When it comes to infrastructure projects, thought is being given to converting government-funded projects to projects built by the private sector on a build- operate-transfer basis (or BOT, as it is known). This involves inviting bids for construction projects and letting the successful bidder operate the project and derive the income from it for a period of years before turning it over to the state.

Alternatively, projects might be built via a joint public-private initiative. The hope is that NIS 2 billion could be saved over the course of 2013 and 2014 without major curtailments in projects, as such projects also promote economic growth.

This would still leave another NIS 7 billion to NIS 9 billion in more targeted cuts to individual budget lines.

Finance Ministry sources said yesterday the budget deficit is the first budget item the new government will need to deal with, and the ministry staff is planning not only to submit its proposal but also to give the government some alternatives in how the cuts would be made.

Unless a change is agreed upon this week, the Finance Ministry’s state budget plan will be based on an assumption that the economy will grow by 3.5% this year, with a deficit targeted at 3% of gross domestic product. Next year’s proposed deficit will be 2.75% of GDP.

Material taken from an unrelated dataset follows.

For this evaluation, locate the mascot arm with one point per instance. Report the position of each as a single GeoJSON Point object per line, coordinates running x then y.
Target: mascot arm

As Prime Minister Benjamin Netanyahu begins efforts in earnest to put together a coalition government that will face the prospect of major spending cuts, one way to accomplish this would be a smaller cabinet. A reduction in the number of ministers without portfolio and ministers assigned to the Prime Minister’s Office, the merger of units in the office and the elimination of three deputy ministers’ positions would save the state NIS 100 million per year, TheMarker has found.